I found a nice coffee shop the next morning after a hotel breakfast, relaxed there and read my book (Devil House by John Darnielle, the lead singer of The Mountain Goats), and my Dad rolled in around 10AM to pick me up. We took a spin through the Rock and Roll Hall of Fame. He dug all the old timer stuff and I was happy to see a Pretenders exhibit and they also had a temporary rotating section with a bunch of stuff about Tiger Army. They had a lot of good stuff on the congressional hearings to censor music and clips of Frank Zappa testifying. We hit the road and made it back to DC in time for dinner.
After the Trip
I couldn't have asked for the trip to go any better.
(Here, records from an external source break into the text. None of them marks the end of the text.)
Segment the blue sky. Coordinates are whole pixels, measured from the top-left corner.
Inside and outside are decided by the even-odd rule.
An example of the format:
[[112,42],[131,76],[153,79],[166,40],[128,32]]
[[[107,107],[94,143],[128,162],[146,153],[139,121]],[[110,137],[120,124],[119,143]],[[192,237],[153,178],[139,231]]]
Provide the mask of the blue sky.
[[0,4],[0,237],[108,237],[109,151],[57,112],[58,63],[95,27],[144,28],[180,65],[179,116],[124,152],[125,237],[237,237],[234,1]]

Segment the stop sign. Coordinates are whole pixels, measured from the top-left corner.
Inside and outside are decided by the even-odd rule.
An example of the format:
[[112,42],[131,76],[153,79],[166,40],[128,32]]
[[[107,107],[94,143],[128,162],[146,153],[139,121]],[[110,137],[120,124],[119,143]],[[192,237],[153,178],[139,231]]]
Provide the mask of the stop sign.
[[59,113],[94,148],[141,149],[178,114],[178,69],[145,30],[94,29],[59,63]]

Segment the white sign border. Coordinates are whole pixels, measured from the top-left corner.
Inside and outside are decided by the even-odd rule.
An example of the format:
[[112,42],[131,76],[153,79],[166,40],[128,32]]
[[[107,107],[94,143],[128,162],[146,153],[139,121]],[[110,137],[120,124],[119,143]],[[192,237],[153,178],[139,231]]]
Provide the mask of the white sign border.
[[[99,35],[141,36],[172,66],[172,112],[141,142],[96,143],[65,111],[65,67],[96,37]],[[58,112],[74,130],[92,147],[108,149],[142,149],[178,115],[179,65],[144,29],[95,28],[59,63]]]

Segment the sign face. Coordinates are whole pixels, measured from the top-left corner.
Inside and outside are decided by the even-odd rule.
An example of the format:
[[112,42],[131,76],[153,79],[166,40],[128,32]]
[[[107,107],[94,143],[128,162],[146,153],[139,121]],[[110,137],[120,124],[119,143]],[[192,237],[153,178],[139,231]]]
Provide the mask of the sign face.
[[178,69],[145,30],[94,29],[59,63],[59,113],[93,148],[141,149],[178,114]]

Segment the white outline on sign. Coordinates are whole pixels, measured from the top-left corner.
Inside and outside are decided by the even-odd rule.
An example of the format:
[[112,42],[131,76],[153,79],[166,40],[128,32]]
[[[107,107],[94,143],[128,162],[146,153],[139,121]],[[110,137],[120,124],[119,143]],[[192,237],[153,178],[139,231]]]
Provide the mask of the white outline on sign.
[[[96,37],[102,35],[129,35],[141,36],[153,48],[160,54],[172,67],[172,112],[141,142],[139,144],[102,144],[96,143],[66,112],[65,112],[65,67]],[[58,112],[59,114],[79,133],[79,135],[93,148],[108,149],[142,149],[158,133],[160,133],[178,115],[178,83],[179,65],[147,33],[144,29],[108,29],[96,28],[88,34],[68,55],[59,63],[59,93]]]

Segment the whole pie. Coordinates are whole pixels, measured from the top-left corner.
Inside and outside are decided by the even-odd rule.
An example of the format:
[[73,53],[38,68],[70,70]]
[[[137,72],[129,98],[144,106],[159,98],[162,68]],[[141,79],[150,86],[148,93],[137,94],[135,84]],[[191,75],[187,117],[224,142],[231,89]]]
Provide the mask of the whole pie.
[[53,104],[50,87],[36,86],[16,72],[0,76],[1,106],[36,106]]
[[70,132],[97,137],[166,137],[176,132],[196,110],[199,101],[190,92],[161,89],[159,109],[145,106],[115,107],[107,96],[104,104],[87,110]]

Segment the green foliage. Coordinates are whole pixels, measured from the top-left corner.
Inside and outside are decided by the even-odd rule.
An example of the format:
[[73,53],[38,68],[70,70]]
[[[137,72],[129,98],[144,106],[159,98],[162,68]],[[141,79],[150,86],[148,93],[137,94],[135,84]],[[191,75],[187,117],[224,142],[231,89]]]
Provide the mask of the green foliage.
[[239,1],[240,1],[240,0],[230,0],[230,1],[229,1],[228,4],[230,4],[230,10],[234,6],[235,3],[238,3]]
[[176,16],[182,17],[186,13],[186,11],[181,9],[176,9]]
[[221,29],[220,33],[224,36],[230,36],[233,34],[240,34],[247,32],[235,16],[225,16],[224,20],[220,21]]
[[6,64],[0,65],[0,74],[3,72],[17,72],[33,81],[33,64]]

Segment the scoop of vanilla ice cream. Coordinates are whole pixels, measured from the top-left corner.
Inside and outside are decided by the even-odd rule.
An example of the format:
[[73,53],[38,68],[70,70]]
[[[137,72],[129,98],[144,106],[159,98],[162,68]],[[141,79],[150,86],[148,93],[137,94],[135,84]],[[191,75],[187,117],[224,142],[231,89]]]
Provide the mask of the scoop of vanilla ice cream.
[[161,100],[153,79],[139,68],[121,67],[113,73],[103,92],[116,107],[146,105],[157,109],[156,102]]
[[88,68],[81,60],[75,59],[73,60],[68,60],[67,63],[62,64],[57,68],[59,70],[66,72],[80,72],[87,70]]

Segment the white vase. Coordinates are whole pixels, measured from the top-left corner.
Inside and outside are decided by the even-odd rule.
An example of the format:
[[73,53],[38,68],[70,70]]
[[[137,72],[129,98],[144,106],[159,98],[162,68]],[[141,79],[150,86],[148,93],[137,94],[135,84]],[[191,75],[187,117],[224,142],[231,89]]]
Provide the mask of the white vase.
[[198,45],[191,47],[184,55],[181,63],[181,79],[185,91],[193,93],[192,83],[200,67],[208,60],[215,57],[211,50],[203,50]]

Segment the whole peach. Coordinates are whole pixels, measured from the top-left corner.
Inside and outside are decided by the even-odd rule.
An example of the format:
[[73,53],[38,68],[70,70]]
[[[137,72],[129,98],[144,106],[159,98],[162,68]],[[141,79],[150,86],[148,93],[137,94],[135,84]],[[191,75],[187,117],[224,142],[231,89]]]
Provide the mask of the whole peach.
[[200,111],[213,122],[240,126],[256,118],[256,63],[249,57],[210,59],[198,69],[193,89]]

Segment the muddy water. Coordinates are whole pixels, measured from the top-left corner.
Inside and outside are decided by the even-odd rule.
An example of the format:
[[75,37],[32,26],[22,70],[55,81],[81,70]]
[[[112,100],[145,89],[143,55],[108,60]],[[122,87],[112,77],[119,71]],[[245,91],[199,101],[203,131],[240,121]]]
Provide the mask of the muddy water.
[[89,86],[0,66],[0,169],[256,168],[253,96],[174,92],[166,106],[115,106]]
I had maybe 30 minutes of rain, no major bike problems, no injuries, and losing my wallet didn't really affect anything at all. A few thoughts in hindsight:
- Some of the paved trails are the nicest bike trails I've ever ridden. Perfectly smooth and wider than the rural roads around them.
- The overall trail has terrible signage. Like most of these big trail projects it's lots of smaller trails connected, but there isn't really one consistent easy to see distinct sign all along it where it's needed on turns. There is kind of one, but it's a very easy to miss small green and white sign with a sticker arrow on it. Compared to the Empire State Trail with a big unique colored easy to spot sign and clear arrows it was annoying. I would have saved hours on two days if I had pre-programmed a route into my GPS so I'd suggest anyone else riding this trail do that.
- It was really nice riding solo since it let me leave really early and ride some longer days. Riding with people and drinking beers later is nice, but it was good to be able to ride as much as I wanted to and stop for breaks whenever I felt like it.
- I don't know what went wrong with how my bike was fitting on the first day, but if riding ever doesn't feel right, stop immediately and adjust things. Don't just power through. I really should have stopped to adjust my seat a few times on the first day.
- I'm not sure if there's a better option than Cedarville on a 4 day trip, but it really didn't cut it for recovering nicely after a long day on the bike.
- Pack light! In hindsight on one of my past trips, I have no idea why I needed so much stuff. What I brought on this one was just right.